The dispute over the Long-Term Care Insurance Program is heightened because participants in line for premium hikes in 2010 believe they were misled. They say information distributed along with a plan that promised steady 5 percent growth in benefits annually and no increase in premiums in exchange for a higher payment upfront, made them think they had locked-in rates. But 144,000 of the 225,000 enrollees in that plan learned in May that their premiums were set to rise between 5 percent and 25 percent in 2010, depending on age and length of participation. As many as 133,000 participants could be hit with the highest increase.
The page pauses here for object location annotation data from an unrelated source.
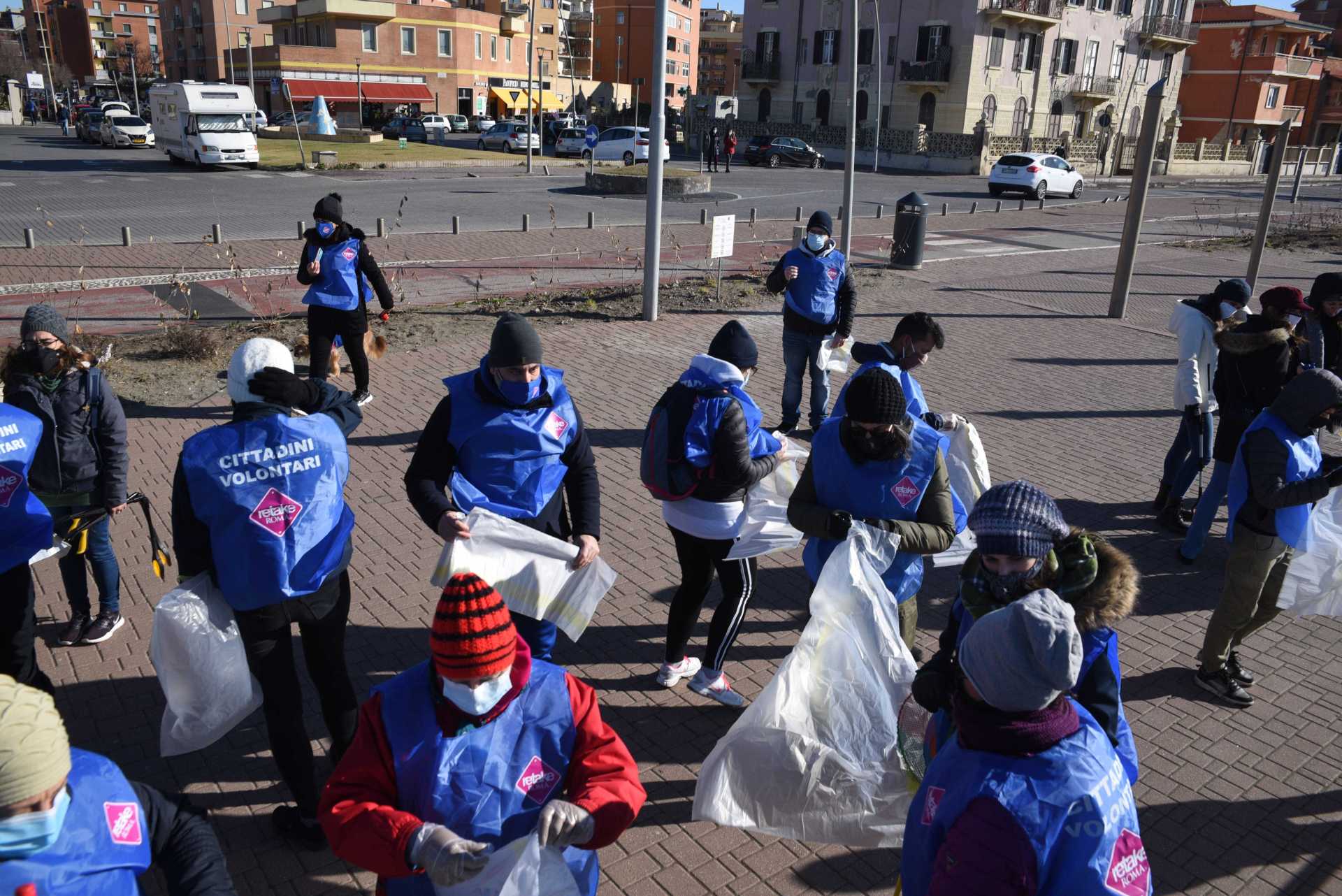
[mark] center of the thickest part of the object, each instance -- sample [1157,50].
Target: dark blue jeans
[106,573]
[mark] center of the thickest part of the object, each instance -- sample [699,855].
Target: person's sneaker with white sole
[712,683]
[670,674]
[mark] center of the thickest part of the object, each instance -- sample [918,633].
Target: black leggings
[698,558]
[270,656]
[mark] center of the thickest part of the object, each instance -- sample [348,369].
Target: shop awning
[380,92]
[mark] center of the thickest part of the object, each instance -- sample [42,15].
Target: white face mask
[477,702]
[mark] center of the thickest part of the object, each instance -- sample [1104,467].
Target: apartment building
[1035,67]
[720,51]
[1251,67]
[623,41]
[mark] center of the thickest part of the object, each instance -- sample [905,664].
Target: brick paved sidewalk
[1231,801]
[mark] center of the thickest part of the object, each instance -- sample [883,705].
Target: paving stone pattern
[1232,801]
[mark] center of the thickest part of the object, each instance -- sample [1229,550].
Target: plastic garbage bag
[531,570]
[201,667]
[816,756]
[765,529]
[1313,584]
[521,868]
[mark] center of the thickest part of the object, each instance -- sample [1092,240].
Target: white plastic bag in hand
[765,530]
[521,868]
[201,667]
[531,570]
[815,757]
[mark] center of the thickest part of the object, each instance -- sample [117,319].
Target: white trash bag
[816,756]
[531,570]
[521,868]
[201,667]
[1313,584]
[765,529]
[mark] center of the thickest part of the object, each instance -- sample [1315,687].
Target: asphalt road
[73,192]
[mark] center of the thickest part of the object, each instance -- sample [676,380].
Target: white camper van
[205,124]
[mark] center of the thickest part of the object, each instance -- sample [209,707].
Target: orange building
[1250,68]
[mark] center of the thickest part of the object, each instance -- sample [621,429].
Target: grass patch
[284,153]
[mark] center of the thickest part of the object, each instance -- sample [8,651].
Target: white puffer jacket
[1196,357]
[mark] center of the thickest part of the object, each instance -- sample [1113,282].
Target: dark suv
[783,150]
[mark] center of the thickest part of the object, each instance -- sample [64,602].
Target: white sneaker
[670,675]
[712,683]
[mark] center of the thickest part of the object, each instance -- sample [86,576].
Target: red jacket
[359,805]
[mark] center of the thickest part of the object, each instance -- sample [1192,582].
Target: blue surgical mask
[22,836]
[477,702]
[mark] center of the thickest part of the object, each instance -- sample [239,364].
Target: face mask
[477,702]
[22,836]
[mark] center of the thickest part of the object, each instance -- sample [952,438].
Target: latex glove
[563,824]
[447,859]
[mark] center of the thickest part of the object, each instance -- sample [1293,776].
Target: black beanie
[735,345]
[514,342]
[329,210]
[875,398]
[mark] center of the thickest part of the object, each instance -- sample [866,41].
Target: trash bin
[910,232]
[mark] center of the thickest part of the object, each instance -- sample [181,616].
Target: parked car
[407,128]
[1035,173]
[783,150]
[624,144]
[507,136]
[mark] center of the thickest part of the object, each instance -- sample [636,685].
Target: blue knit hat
[1018,519]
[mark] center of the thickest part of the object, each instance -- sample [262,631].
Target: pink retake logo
[538,781]
[275,513]
[124,823]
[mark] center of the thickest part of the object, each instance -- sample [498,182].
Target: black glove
[284,388]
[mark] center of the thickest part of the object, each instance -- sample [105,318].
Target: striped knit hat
[472,630]
[1016,518]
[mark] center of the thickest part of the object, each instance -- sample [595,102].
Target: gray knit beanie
[1024,655]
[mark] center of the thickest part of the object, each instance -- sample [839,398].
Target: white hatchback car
[1035,173]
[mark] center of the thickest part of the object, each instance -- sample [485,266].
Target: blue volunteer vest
[24,521]
[273,494]
[340,284]
[885,490]
[509,459]
[1304,461]
[487,783]
[103,843]
[819,278]
[1073,801]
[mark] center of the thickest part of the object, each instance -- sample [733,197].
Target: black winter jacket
[71,459]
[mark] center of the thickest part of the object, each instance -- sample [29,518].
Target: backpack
[662,465]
OPM officials maintained they had a right to raise premiums for employees whose rates are "determined to be inadequate," but pledged to review the program following an Oct. 14 joint hearing of the Senate Special Committee on Aging and a Senate Homeland Security and Governmental Affairs subcommittee, during which lawmakers blasted OPM for allowing the surprise increases.

"We understand and share your concerns and would not have agreed to an increase unless we believed it was a necessary step for the stability of the program," OPM Director John Berry wrote in an Oct. 21 letter to Sen. Herb Kohl, D-Wis., chairman of the aging committee. "We intend to conduct an overall evaluation of this program to determine if there are ways in which it can be more effectively and efficiently administered in the future."
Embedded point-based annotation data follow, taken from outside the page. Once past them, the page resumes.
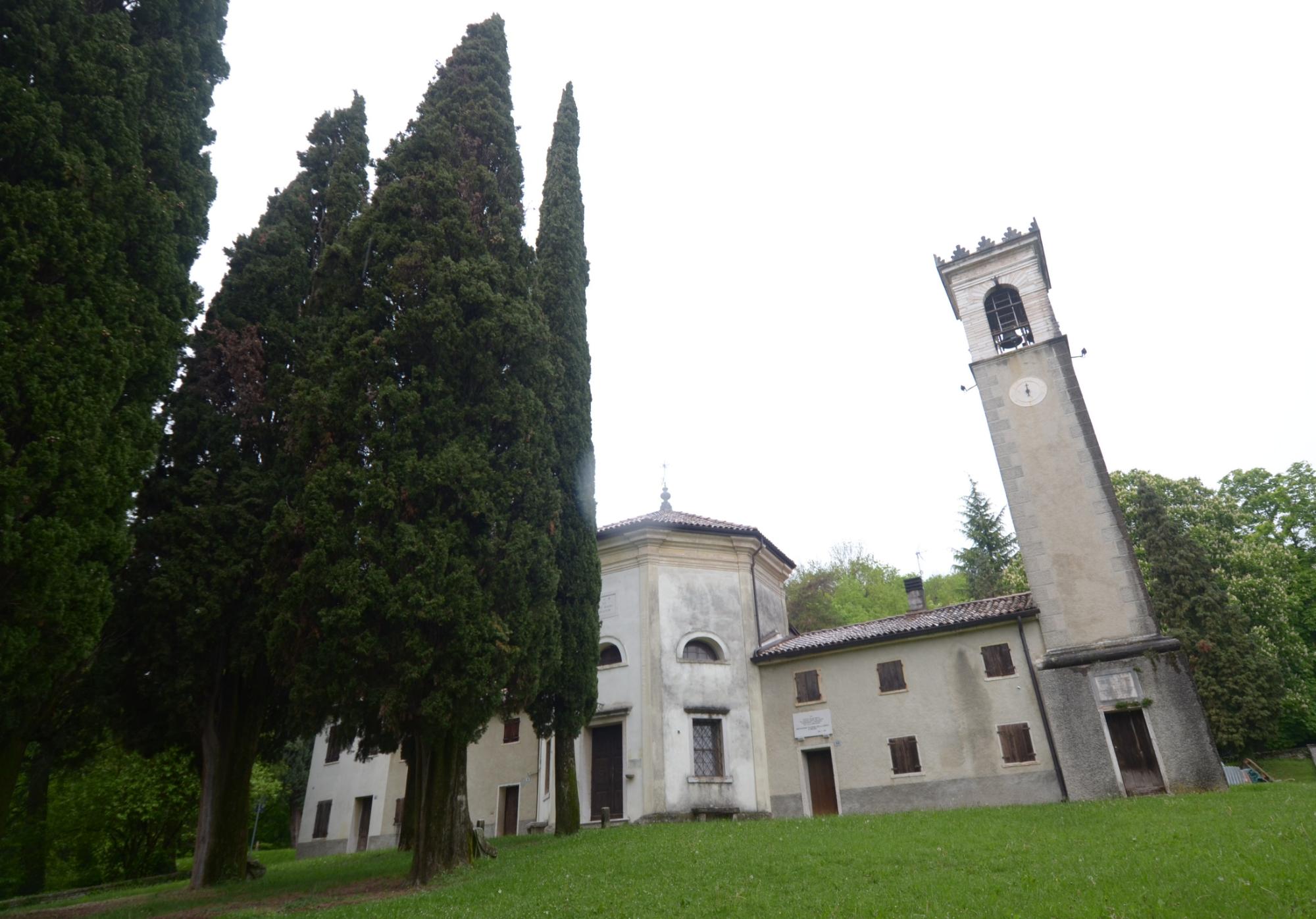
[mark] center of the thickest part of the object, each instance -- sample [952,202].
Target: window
[807,688]
[892,677]
[322,829]
[709,747]
[1017,745]
[998,662]
[905,755]
[1007,319]
[698,650]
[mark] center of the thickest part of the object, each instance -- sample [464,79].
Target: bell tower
[1103,656]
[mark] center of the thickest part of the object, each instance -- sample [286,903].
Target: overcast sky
[765,189]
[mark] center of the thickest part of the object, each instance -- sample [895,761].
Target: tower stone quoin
[1103,654]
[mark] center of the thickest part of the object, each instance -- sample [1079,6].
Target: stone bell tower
[1123,708]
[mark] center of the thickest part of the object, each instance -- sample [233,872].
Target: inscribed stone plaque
[814,725]
[1117,687]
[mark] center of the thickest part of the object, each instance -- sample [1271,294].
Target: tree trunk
[407,831]
[567,795]
[13,748]
[444,838]
[228,752]
[35,839]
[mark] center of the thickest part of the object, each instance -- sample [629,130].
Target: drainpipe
[1042,708]
[753,587]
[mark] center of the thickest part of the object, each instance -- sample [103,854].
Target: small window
[322,829]
[698,650]
[892,677]
[709,747]
[807,688]
[998,662]
[905,755]
[1017,743]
Berry also announced a number of changes to open season designed to protect Long-Term Care Insurance participants who now must reevaluate their coverage given the rate hikes. Those enrollees will get two extra months, until Feb. 15, 2010, to decide whether to keep their coverage, switch to another plan or withdraw from the program altogether. During that time, OPM will undertake an intensive campaign to educate federal employees about their benefits. And the higher premiums will not come due until March 1, 2010, giving employees moving to higher rates a two-month reprieve from the increases.
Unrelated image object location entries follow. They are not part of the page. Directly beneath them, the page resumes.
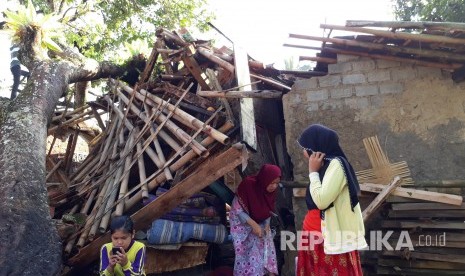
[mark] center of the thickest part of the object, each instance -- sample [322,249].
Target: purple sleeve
[104,261]
[137,265]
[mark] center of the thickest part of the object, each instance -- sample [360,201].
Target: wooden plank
[394,58]
[393,49]
[423,224]
[210,170]
[425,206]
[427,256]
[194,67]
[398,35]
[383,270]
[145,76]
[262,94]
[406,24]
[417,194]
[319,59]
[420,264]
[447,235]
[247,116]
[374,205]
[299,192]
[427,214]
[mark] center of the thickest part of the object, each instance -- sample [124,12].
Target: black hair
[123,223]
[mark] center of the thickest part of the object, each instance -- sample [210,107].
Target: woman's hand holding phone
[120,255]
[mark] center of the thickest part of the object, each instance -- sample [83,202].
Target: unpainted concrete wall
[418,114]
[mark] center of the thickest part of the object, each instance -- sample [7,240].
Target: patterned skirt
[314,261]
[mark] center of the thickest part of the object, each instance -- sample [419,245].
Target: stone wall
[416,112]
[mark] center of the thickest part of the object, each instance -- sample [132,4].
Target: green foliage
[430,10]
[26,17]
[100,28]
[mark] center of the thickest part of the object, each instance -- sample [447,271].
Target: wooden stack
[437,234]
[165,130]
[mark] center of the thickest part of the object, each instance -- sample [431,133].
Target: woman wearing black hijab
[334,221]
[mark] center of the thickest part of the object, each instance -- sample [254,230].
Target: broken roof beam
[262,94]
[303,74]
[167,87]
[209,171]
[179,114]
[398,35]
[407,24]
[210,56]
[145,76]
[449,66]
[194,68]
[319,59]
[389,48]
[414,193]
[271,82]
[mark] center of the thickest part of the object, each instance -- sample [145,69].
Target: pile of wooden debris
[173,128]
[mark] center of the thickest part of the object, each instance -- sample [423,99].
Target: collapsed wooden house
[178,129]
[183,123]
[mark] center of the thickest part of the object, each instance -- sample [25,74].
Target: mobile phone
[115,250]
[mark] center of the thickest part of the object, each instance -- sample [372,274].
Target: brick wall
[416,112]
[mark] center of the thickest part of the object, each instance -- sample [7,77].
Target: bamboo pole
[72,143]
[77,110]
[399,35]
[69,121]
[158,149]
[202,177]
[84,210]
[174,129]
[50,173]
[449,66]
[185,117]
[210,56]
[272,82]
[261,94]
[124,183]
[374,205]
[303,47]
[97,117]
[111,182]
[319,59]
[142,174]
[389,48]
[407,24]
[90,219]
[176,166]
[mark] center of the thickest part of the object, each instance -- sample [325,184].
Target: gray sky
[262,26]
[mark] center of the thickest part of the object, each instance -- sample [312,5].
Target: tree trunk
[29,241]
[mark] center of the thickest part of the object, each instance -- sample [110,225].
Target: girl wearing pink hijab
[250,223]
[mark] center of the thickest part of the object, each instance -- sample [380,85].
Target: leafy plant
[26,18]
[430,10]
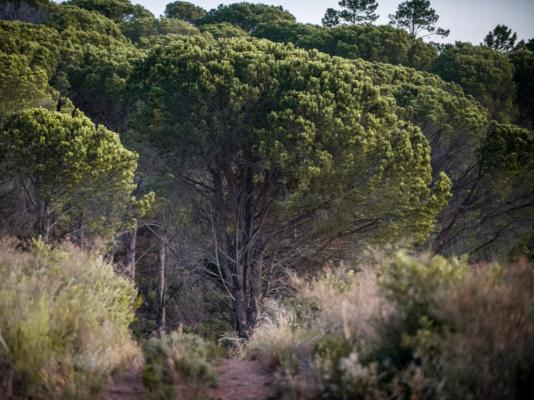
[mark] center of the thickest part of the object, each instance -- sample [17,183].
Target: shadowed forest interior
[229,204]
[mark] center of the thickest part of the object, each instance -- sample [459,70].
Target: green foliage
[246,15]
[69,167]
[501,38]
[34,11]
[292,134]
[331,18]
[64,318]
[523,62]
[358,11]
[373,43]
[140,28]
[22,86]
[73,18]
[116,10]
[39,44]
[417,17]
[178,366]
[483,73]
[185,11]
[223,30]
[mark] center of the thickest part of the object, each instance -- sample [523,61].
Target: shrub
[64,317]
[417,327]
[177,366]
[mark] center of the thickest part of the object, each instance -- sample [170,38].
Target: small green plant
[177,366]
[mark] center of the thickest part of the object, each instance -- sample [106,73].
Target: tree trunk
[241,314]
[255,291]
[162,282]
[131,243]
[43,224]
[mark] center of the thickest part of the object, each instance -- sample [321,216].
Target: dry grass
[64,318]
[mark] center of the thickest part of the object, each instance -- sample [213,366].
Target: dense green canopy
[246,15]
[289,147]
[374,43]
[483,73]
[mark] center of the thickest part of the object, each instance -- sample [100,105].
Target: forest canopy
[219,160]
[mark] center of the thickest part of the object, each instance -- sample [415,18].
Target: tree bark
[43,222]
[162,282]
[131,243]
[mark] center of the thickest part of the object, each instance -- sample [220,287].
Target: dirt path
[125,386]
[242,380]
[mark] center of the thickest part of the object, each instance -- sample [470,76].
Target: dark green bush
[177,366]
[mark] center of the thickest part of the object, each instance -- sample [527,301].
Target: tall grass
[64,317]
[405,328]
[178,366]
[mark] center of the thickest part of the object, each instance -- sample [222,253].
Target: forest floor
[237,380]
[243,380]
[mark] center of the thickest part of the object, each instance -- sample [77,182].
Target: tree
[290,152]
[501,39]
[34,11]
[185,11]
[495,214]
[381,43]
[523,62]
[117,10]
[358,11]
[22,86]
[77,176]
[331,18]
[483,73]
[223,30]
[246,15]
[416,16]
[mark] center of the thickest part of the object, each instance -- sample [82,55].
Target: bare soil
[243,380]
[125,386]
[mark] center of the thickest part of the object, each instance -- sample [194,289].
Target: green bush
[177,366]
[64,317]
Still, some lawmakers want to be sure such surprises don't continue.

In an Oct. 27 letter, Rep. Gerry Connolly, D-Va., asked Rep. Stephen Lynch, D-Mass., chairman of the House Oversight and Government Reform Federal Workforce Subcommittee, "to investigate what if any steps are being taken to better protect the interests of federal employees so that they cannot be so grossly misled, either by OPM, or a private insurer, in the future."